Minimize Loss Through Enhanced Disposition Strategies
July 21, 2020
Source: Property Preservation Executive Forum (Second Quarter 2020 Newsletter PDF)
Created in 1987, Claims Without Conveyance of Title (CWCOT) is an alternative property disposition strategy created by the U.S. Department of Housing and Urban Development (HUD). CWCOT provides mortgagees with procedures for bidding and payment claims under the Single Family FHA Mortgage Insurance Program.
Following the 2008 housing crisis, HUD adjusted its guidelines to give the CWCOT program more flexibility. The revised program allowed mortgage servicers to accept offers for less than the full debt owed on the loan by utilizing a HUD-approved discounted value.
This value-based pricing strategy allowed sales to occur at or below a property’s market value as opposed to requiring the full debt as the minimum acceptable sale price. However, servicers are required to make up the difference if the sale price is below the floor set by HUD.
CWCOT as a core strategy for servicers re-emerged recently due to the low cost of money coupled with the emergence of web-based auction companies in the mortgage servicing space that started to aggressively market this route. HUD reports saving more than three billion dollars in holding and other related costs due to this program. Because of the savings, HUD offers its “Second Chance” program that kicks in if the property does not sell third party at foreclosure. The auction company will continue to list the property and try to find a buyer.
When a property is actively being marketed at auction, HUD will grant two sequential 60-day extension approvals to give the servicer more time to either get the property in conveyance condition (ICC) or to sell via auction. That is a primary incentive for having an auction program — it automatically grants 120 days to the post-foreclosure sale process.
Some mortgage servicers prefer to sell via auction to avoid the complexities of going the traditional “Part A” path of conveying the property to HUD REO and having them sell the property via normal channels. The Part A path runs the risk of reconveyance if convey condition standards are not met.

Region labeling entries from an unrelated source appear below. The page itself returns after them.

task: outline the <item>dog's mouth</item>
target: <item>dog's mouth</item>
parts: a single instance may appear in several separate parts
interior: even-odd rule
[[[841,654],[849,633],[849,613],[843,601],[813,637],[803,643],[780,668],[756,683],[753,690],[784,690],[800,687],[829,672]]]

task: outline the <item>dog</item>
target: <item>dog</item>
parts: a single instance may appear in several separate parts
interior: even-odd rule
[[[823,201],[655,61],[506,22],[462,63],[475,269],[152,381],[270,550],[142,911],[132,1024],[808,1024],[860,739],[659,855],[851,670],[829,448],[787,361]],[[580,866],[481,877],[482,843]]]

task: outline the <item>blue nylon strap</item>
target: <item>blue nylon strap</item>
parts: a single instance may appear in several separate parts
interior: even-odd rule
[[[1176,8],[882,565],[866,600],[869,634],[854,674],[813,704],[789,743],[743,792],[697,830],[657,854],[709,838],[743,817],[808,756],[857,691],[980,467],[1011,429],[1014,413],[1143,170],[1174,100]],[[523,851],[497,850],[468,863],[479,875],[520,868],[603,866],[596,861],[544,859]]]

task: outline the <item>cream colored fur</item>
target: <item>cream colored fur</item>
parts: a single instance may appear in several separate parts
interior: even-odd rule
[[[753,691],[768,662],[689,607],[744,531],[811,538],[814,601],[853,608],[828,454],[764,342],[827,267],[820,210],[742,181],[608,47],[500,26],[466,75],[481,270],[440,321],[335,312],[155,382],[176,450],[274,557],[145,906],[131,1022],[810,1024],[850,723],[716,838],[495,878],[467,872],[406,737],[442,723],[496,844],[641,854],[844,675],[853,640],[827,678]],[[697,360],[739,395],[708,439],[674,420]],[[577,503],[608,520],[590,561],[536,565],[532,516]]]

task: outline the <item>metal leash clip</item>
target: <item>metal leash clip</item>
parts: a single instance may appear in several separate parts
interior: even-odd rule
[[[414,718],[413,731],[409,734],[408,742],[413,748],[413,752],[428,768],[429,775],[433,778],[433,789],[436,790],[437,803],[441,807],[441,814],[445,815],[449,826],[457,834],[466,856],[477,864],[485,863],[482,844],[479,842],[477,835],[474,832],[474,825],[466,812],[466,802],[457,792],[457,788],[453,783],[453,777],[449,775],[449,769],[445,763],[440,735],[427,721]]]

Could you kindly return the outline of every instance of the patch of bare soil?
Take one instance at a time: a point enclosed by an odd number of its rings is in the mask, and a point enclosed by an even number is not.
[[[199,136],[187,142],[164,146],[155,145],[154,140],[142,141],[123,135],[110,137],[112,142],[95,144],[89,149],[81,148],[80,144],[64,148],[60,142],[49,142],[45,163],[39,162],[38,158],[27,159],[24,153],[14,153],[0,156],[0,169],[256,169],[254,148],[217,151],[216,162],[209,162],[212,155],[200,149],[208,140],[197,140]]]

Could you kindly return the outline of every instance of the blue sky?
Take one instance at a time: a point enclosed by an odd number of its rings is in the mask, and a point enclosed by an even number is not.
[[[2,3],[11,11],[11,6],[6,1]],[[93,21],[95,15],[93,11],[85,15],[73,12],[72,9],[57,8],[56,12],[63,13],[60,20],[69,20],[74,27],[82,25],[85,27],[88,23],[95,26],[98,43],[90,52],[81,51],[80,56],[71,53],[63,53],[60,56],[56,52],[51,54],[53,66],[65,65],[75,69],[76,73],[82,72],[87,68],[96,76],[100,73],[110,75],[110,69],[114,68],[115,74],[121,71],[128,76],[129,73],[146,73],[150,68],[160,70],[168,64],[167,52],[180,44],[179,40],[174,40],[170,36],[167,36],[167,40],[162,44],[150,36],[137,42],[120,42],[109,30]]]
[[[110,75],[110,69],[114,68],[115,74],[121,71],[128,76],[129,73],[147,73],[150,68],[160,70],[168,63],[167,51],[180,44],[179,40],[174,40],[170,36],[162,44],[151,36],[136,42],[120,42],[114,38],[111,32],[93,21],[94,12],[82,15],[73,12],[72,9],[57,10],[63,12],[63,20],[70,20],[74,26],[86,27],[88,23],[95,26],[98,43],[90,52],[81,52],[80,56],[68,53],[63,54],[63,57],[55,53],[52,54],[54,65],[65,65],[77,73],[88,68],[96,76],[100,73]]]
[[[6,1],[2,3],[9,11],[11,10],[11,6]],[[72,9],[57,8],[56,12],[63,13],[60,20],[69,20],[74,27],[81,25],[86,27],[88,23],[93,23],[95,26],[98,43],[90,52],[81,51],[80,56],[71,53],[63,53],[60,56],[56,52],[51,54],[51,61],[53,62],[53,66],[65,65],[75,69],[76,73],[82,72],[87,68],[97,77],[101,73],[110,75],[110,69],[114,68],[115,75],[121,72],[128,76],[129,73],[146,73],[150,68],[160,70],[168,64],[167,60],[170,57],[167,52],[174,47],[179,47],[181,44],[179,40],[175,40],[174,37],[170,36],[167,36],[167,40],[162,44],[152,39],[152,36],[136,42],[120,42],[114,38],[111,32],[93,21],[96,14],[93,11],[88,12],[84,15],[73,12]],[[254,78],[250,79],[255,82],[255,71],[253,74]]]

While the CWCOT and auction strategies are effective, the volatility of the market can create the potential for losses. If it shifts and property prices begin to decline, servicers may have to come out of pocket to make up the difference when the demand for housing decreases.
This uncertainty within the market makes it imperative for servicers to sharpen their Part A strategy, not abandon it. When properly managed between a servicer and property preservation provider, the conveyance path is generally a more cost effective route in housing markets that do not have robust demand for housing at auction.
The partnership between servicers and their property preservation provider has proven to be critical when evaluating properties for both the CWCOT and traditional Part A processes. Property preservation companies, like Safeguard Properties, have been successful in aiding servicers during both through continued inspections and maintenance, in addition to ensuring damages are mitigated properly so the property sells with minimal losses to the servicer.
For the Part A conveyance process, Safeguard has developed strategies to streamline and minimize losses for servicers. Techniques to speed up the conveyance process and ensure work is completed as quickly as possible have been implemented and successful for servicers.
There is no doubt that the CWCOT has been successful in the current environment of a hot housing market and cheap money, however servicers need to continue to build and enhance their disposition playbook. Servicers can minimize their losses by remaining prepared and engaging their partners.
Joe Iafigliola is the Chief Financial Officer for Safeguard. Joe is responsible for the Control, Quality Assurance, Business Development, Accounting & Information Security departments, and is a Managing Director and Operating Partner of SCG Partners, a middle-market private equity fund focused on diversifying and expanding Safeguard Properties’ business model into complimentary markets. Joe has been in a wide variety of roles in finance, supply chain management, information systems development, and sales and marketing. His career includes senior positions with McMaster-Carr Supply Company, Newell/Rubbermaid, and Procter and Gamble. Joe has an MBA from The Weatherhead School of Management at Case Western Reserve University, is a Certified Management Accountant (CMA), and holds a bachelor’s degree from The Ohio State University’s Honors Accounting program.